Virtualization promises to provide all the benefits of a knowledge graph without requiring data engineers to move data permanently into graph storage. It’s a popular feature of modern knowledge graph platforms, and new companies seem to be popping up promising a “semantic layer” with a virtualization strategy.
Virtualization is essentially query rewriting in which the original query in, say, SPARQL is rewritten for a connected source database to temporarily acquire data and process it in RDF format. Some platforms do some fancy work with caching and other tricks to make it more efficient, but underneath there is still a query to retrieve data from wherever it’s stored.
With this feature you can side-step building a new data pipeline to ETL data into yet-another-format, as well as avoid additional storage costs. (Almost no one seems to consider simply replacing a relational database with a graph database, which is a pity, but that’s a different story.) Of course—like any technology solution—virtualization is not a silver bullet. There are limitations and downsides that must be considered.

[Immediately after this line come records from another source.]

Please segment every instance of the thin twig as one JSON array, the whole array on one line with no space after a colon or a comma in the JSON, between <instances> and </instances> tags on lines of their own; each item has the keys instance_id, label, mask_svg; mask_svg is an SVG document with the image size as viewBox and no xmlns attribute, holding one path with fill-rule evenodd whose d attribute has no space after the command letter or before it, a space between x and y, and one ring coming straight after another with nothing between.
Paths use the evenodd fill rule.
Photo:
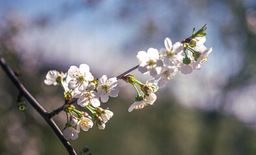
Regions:
<instances>
[{"instance_id":1,"label":"thin twig","mask_svg":"<svg viewBox=\"0 0 256 155\"><path fill-rule=\"evenodd\" d=\"M47 112L40 104L32 96L29 91L24 87L22 83L19 81L18 78L15 76L12 69L5 63L5 59L0 56L0 65L11 79L12 82L15 85L16 88L19 90L19 93L21 93L23 96L27 99L29 103L36 109L36 110L43 117L48 125L51 127L51 129L54 131L58 139L61 141L63 145L67 150L70 154L76 155L75 150L70 145L70 143L65 140L63 137L62 133L55 122L52 118L48 117L49 114Z\"/></svg>"}]
</instances>

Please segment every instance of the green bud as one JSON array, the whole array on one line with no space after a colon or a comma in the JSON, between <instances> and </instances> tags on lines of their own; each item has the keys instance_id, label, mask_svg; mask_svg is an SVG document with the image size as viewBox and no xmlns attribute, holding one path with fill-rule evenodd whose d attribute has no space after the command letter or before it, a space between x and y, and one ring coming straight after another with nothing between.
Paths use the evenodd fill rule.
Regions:
<instances>
[{"instance_id":1,"label":"green bud","mask_svg":"<svg viewBox=\"0 0 256 155\"><path fill-rule=\"evenodd\" d=\"M134 77L135 77L134 76L128 74L127 76L123 76L123 81L125 81L128 83L133 84L134 83Z\"/></svg>"},{"instance_id":2,"label":"green bud","mask_svg":"<svg viewBox=\"0 0 256 155\"><path fill-rule=\"evenodd\" d=\"M183 58L183 63L186 65L188 65L191 63L190 59L186 56L185 57Z\"/></svg>"},{"instance_id":3,"label":"green bud","mask_svg":"<svg viewBox=\"0 0 256 155\"><path fill-rule=\"evenodd\" d=\"M70 92L68 92L66 93L66 94L65 94L66 102L67 102L67 103L70 102L72 99L72 98L73 98L72 94Z\"/></svg>"},{"instance_id":4,"label":"green bud","mask_svg":"<svg viewBox=\"0 0 256 155\"><path fill-rule=\"evenodd\" d=\"M204 36L206 35L206 34L205 32L203 32L206 28L207 28L207 26L205 26L207 24L205 25L202 28L200 28L200 30L199 30L198 32L193 33L193 34L192 35L192 37L193 38L195 38L196 37L203 37Z\"/></svg>"}]
</instances>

Enterprises frequently ask about whether and when to virtualize or to materialize data in a graph format. The answer to this question is always unattractive: “It depends.” Here are some considerations to keep in mind:
- How much data?
Graph databases work on pattern matching and will attempt to return all data that matches the requested pattern. Therefore, they need to evaluate all possible data against the pattern. That means loading lots of data into memory and processing it in one big block. The more data that possibly matches the pattern, the longer the processing time. There are several strategies to mitigate this, but the underlying fundamentals always apply. - What is the nature of the data?

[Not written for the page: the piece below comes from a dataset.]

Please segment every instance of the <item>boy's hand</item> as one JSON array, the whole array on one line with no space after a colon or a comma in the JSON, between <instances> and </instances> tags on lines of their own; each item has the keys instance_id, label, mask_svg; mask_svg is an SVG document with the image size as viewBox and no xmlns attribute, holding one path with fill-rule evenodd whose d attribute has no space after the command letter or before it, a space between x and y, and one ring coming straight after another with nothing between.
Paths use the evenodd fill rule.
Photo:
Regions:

Relational databases are famous for extremely quick processing of transactional data. Graph databases are infamously less efficient at these sorts of calculations. If you’re processing lots of transactional data that updates frequently – point of sale data, sensor data, inventory data, etc. – you probably want to store that in a relational database and have it perform running calculations while the graph looks for patterns at a point in time rather than adding new statements to the graph and deleting any existing statements that are no longer true. - What are the underlying databases where data is stored?
Knowledge graph platforms can generally rewrite SPARQL queries into several formats, most notably SQL, but also XQuery and other NoSQL formats. Think about what you are going to ask of those underlying databases and whether they will be up to the challenge. Does your knowledge graph have an efficient way of querying for the data in the underlying format or will it need to be extended with programming? - What do you want to do with the data?
This is the big one. Complex queries that process lots of data with many joins are going to be much more efficient if the data is already in graph format (RDF). Frequent calls back to the storage layer to constantly update data is a poor use case for virtualization. Then again, there are many scenarios where accuracy or completeness is more important than speed, so if processing time is not a factor (e.g., a report that runs over-night), then virtualization may be an effective option.
Remember, when virtualizing you’re employing two data layers at run time—not one. So, performance of “virtual” queries depends on the performance characteristics of both layers. If the purpose of your knowledge graph is to perform queries that your SQL database doesn’t do well, keep in mind that you’re probably still asking the underlying SQL database to do something it’s not good at. You may also be asking the underlying database for a lot of data at once for the graph database to process for pattern matching. If the memory or processing power allocated to that underlying database is not adequate, it will affect performance of the graph layer.
Some enterprises choose to employ a hybrid strategy to process underlying data for, say, conditional categorization, and store the results as metadata permanently in the graph layer. This works well when the conditionality is consistent and permanent. That is, if we are assigning some uniquely identified “thing” to a Class based on some conditions, it’s best if those conditions once met don’t change. Otherwise, you must reevaluate data to determine if those conditions still apply, which limits the value of storing “X is a Y” statements in the first place.
Virtualization can be a great way to add a semantic processing capability without a lot of new data pre-processing. It works best under certain conditions and purposes, but not every condition nor purpose. You can follow some of the rules of thumb I’ve outlined here, but the best approach is to test your data with your graph database in real-world scenarios considering speed, accuracy, and long-term maintenance of your data infrastructure.